Quantos deram suas vidas para que uns poucos se tornassem famosos?
Pois assim é a vida... assim ficará sempre registrada a passagem dos homens pela Terra. Quem ficou em segundo lugar na corrida de 100 metros das Olimpíadas da China? Quem "quase" bateu o recorde olímpico de salto em distância? Quem chegou em último lugar na Maratona? Bem, isso também já é demais! Mas alguém saberia o que fez aquele atleta para não vencer, quando todos nele confiavam, para "quase" ficar na história?
O que torna nossa existência possível e tolerável é sonhar, é acreditar que seremos diferenciados da grande massa que povoa esse planeta fantástico, trágico e belo... mas seria assim para todos? E aqueles que apenas sobrevivem nas areias do deserto, sem nunca tomar um banho por absoluta falta de água? E aqueles que foram trucidados nas guerras fratricidas dos árabes, palestinos e judeus, e que nunca souberam o que significa "PAZ"?
Pode ser que alguém pergunte o que isso tem a ver com minha expedição pelo rio São Francisco...
Tem tudo a ver!

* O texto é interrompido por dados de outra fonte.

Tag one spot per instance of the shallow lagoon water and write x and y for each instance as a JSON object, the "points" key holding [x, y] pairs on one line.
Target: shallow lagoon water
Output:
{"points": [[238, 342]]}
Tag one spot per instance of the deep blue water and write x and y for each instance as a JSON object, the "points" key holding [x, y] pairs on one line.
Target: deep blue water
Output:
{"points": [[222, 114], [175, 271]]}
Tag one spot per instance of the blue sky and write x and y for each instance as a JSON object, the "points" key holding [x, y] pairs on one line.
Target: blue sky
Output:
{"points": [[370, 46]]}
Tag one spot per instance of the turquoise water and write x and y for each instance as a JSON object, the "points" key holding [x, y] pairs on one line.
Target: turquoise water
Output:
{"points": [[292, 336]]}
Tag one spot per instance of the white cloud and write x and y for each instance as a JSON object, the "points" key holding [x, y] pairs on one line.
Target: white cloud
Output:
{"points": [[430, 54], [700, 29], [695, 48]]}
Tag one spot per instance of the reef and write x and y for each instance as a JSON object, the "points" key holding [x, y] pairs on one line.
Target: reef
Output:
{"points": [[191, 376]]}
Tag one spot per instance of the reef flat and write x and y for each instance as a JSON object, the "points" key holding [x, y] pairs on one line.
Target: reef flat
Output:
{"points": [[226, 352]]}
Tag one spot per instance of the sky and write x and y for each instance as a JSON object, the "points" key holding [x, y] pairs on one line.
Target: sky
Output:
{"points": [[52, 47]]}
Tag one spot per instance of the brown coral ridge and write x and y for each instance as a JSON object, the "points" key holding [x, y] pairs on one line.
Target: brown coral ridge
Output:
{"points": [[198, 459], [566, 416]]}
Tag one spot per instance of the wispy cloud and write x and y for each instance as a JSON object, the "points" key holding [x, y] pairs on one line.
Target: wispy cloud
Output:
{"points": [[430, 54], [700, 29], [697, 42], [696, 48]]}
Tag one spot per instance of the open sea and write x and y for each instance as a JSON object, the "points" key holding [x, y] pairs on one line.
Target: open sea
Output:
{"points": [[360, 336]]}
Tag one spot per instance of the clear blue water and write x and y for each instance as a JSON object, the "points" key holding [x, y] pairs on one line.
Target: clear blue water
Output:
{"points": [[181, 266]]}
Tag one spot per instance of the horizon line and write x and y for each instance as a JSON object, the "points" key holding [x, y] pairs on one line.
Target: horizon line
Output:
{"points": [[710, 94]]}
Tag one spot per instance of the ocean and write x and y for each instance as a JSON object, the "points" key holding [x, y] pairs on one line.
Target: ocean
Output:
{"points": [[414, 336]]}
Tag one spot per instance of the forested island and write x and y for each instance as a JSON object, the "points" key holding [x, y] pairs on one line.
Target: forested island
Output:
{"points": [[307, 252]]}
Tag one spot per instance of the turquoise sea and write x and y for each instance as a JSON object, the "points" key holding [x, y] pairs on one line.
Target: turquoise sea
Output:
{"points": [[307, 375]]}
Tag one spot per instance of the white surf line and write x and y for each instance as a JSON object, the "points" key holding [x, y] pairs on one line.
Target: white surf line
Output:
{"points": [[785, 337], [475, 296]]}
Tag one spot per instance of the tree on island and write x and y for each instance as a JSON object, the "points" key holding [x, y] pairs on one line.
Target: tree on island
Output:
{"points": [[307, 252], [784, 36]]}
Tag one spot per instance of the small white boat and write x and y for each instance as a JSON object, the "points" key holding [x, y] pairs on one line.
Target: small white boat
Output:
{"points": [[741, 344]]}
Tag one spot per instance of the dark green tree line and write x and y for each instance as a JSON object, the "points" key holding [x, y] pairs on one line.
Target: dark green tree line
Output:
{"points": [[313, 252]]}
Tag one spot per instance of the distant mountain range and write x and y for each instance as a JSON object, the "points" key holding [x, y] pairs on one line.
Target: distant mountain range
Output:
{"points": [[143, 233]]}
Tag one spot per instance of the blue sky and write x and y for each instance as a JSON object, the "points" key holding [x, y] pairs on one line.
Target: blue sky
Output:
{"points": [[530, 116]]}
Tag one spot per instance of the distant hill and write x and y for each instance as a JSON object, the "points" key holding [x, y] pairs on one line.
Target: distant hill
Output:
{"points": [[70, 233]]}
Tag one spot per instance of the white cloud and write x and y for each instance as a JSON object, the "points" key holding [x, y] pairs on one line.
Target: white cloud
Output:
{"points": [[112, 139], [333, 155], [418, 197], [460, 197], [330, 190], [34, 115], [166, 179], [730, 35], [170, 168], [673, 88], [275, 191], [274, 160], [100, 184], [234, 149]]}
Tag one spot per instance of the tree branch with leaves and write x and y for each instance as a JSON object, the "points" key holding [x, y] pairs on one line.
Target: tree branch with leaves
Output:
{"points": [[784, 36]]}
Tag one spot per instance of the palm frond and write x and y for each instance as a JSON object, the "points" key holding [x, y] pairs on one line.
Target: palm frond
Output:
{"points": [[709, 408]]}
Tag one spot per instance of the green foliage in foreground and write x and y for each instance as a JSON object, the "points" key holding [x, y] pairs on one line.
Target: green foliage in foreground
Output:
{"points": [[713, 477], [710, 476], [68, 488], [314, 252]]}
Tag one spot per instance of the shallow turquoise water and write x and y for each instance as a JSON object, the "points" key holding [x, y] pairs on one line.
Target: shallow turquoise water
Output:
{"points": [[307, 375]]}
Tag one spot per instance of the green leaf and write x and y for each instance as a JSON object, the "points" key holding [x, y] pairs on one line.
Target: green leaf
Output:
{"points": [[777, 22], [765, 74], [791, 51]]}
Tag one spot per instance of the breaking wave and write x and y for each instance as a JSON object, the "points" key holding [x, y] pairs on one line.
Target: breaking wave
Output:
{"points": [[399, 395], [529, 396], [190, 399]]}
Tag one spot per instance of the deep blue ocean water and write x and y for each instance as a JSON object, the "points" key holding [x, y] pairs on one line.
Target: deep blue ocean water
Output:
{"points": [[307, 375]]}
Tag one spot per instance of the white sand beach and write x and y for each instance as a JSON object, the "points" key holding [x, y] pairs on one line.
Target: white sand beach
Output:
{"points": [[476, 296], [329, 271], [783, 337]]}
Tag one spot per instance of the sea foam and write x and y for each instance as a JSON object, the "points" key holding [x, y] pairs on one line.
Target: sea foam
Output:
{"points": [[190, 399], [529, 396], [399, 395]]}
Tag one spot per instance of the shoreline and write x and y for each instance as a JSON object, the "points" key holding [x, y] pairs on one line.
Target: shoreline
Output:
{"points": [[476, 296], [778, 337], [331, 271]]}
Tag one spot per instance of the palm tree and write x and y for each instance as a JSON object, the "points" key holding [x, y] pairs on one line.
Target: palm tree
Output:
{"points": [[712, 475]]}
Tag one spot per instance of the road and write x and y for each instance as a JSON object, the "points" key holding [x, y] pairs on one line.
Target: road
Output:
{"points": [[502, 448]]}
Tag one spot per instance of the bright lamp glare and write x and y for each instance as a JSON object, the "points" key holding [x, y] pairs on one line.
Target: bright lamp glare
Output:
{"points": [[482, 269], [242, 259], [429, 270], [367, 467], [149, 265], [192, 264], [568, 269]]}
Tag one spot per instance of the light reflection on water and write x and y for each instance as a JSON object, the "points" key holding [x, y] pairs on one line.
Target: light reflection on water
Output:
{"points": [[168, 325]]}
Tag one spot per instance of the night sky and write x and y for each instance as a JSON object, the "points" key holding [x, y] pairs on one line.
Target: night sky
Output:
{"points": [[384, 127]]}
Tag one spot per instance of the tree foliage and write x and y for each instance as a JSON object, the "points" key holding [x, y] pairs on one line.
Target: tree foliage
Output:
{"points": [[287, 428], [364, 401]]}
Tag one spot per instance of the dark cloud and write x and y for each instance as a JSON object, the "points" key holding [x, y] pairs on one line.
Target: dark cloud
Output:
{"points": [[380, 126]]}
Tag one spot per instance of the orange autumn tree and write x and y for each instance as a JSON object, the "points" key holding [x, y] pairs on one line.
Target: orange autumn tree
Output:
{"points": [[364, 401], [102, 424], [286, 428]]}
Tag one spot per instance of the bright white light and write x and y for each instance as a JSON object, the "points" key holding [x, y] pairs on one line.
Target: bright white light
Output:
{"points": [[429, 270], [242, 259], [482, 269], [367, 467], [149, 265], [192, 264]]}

Quando decidi parar, interromper minha viagem, deixar de remar, abandonar minha canoa em Três Marias, voltar para casa, uma terrível sensação de fracasso, de derrota, de tristeza tomou conta de mim... ainda que eu tenha remado mais de 400 quilômetros (quantos já remaram tanto?), ainda que eu tenha superado meus limites, eu não conseguia conviver com a idéia da derrota... mesmo que não fosse uma decisão definitiva, mesmo que eu pretendesse retornar à minha jornada, essa sensação me deixou um gosto amargo na garganta...
Quando não recebi (quase) nenhuma manifestação de solidariedade, as noites se tornaram longas e tristes para mim. E não adiantava ver as 250 fotos que tirei, ou assistir às mais de 3 horas de vídeo que gravei, ou ainda ler as quase 100 páginas de textos que escrevi em meu diário de bordo... sentia-me mais solitário aqui, no meio da civilização, do que no rio, à beira das matas, sozinho em meu barco, ou em meu acampamento.
Essa é a realidade da História... a história dos vencedores!
Pois não desisti; estou aqui, trabalhando para meu retorno. Quero fazer parte dessa história de vencedores, não por vaidade, nem pela glória de ser reconhecido pelo meu feito, mas pela sensação do dever cumprido, da missão terminada, dos resultados alcançados. Não desisti, pois não desisto nunca!